Enter the wonderful world of ask-me-anythings. Running a senior leadership AMA at your frontline organization is an effective way to learn what employees want to know about, not just what you think they should know about. 

“Do I ever end up squirming up there? Sure. There are plenty of times when I’ve been caught entirely off-guard. But that’s precisely the point. The element of surprise is the secret ingredient that makes the internal AMA such a valuable tool,” explains Shopify president Harley Finkelstein, in a Forbers article on why he started a regular AMA with his employees. 

“When your company scales beyond a certain size, it’s easy to lose touch with what’s relevant for people at different levels of your organization. In this sense, the AMA is a powerful way to collapse corporate hierarchies and ensure that all perspectives — not just those from the top — are heard.”

Retention tactic #5: Go interactive with channels for upward communication and feedback

Gathering upward feedback from your team can go a long way to boosting employee morale and strengthening their engagement. Plus, surveys and quizzes have the added benefit of adding an interactive element, which is key for effective internal communication. 

With pointed questions, multiple choice answers as well as open-field options, your deskless workers across the company can feel as though their voice matters and that their feedback and opinions are important to the company’s growth. These can identify knowledge gaps that you can fill with future communications, as well as identify opportunities you might not have thought of previously. 

Another benefit is quizzes and surveys allow you to test knowledge rates and identify gaps that need to be addressed either with further communication or more training. It’s also a great way to measure readiness and confidence in an open-ended way by taking a temperature check of sorts with your employees, this can go a long way in improving confidence and boosting employee loyalty and retention. 

Retention tactic #6: Focus on task execution and consistency

Think internal communication is just about company updates and HR initiatives? Think again. Forward-thinking frontline organizations use their internal communications to also drive operational consistency and task execution. 

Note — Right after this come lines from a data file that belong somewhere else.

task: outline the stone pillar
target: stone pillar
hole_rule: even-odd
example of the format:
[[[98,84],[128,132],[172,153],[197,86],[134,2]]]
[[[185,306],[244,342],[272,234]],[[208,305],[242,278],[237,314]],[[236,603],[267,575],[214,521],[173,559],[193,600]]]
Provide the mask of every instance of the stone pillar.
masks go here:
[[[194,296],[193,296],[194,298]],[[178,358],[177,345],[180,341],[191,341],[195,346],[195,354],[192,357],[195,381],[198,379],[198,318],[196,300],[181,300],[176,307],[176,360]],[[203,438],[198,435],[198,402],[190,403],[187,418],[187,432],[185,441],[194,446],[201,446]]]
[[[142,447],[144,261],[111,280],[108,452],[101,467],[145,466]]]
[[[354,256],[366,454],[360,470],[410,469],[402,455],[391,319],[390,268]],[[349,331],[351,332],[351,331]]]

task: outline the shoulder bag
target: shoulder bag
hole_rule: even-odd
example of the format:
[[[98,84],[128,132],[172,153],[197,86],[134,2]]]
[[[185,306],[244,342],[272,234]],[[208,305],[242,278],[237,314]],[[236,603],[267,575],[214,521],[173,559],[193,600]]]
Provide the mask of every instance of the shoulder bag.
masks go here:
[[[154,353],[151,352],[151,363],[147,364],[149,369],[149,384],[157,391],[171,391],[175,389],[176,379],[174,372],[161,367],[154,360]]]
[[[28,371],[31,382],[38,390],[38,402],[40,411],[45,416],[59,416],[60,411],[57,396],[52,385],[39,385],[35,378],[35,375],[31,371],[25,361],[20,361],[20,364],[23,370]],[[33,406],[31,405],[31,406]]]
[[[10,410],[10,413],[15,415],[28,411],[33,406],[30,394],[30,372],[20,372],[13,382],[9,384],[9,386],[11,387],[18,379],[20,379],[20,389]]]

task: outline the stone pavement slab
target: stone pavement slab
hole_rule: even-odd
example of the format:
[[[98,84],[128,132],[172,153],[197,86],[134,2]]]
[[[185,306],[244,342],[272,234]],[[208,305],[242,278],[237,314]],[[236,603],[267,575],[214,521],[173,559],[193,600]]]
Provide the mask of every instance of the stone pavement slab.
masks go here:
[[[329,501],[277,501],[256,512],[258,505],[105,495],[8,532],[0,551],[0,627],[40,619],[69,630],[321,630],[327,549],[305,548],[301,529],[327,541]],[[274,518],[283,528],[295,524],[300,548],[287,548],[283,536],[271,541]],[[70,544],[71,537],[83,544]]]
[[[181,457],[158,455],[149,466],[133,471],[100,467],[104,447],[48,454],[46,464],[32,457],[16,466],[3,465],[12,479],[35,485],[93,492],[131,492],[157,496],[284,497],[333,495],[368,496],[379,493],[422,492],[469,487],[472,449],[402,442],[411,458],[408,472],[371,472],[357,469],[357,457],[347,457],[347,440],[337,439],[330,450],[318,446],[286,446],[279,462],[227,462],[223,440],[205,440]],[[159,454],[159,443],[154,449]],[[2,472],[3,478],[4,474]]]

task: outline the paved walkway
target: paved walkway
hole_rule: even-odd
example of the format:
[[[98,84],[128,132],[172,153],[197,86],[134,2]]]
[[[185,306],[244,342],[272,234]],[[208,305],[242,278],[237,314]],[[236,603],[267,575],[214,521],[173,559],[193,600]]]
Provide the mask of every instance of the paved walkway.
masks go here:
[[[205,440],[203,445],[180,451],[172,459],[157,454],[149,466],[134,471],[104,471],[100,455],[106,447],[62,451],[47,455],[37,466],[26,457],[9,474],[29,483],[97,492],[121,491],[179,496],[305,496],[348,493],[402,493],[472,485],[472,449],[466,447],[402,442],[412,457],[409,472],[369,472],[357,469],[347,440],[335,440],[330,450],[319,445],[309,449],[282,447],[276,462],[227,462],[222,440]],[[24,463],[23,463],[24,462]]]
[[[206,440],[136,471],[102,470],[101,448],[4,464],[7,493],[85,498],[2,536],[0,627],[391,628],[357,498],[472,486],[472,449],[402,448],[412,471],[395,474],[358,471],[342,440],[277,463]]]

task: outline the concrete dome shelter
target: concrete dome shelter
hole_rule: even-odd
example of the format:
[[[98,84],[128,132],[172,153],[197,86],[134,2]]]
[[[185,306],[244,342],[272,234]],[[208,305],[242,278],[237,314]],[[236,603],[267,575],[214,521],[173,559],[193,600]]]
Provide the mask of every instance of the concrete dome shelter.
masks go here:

Think about it this way: your staff wants to do their job well. And they don’t like it when their role and tasks are too ambiguous. As Dr. Wendi Adair, Professor of Organizational Psychology, puts it in our Q&A on employee communication:

“Information is power. If you have information, it makes you feel capable and able to do what you need to do. It makes you feel able to help other employees. And that gives you a sense of well-being. We talk about it as power, but it’s really feelings of capability and competence and confidence. And then on the flip side is when you don’t have enough information. So maybe there’s something about your role that’s ambiguous. You don’t know exactly how you’re supposed to go about doing a certain procedure or task. Or maybe you have role conflicts – you have different supervisors asking you to attend to different things and you haven’t been given clear instructions on how to prioritize. That lack of information leads to feelings of uncertainty. Which leads to stress, and would decrease employees’ psychological well-being.”

And, of course, no one likes to feel stressed. When a workforce doesn’t have a clear sense of roles and tasks, there’s a much higher risk for turnover. On the other hand, when organizations leverage a internal communication tool or platform that clearly assigns tasks and reinforces processes (psst… we know of a great one), employee productivity, engagement, and retention will soar. 

The more interactive and engaging your communications, the better received they’ll be by your frontline staff. And the better they are received, the more of an impact they’ll have on your employee retention. It may be a bit more challenging but also very rewarding – for you and them.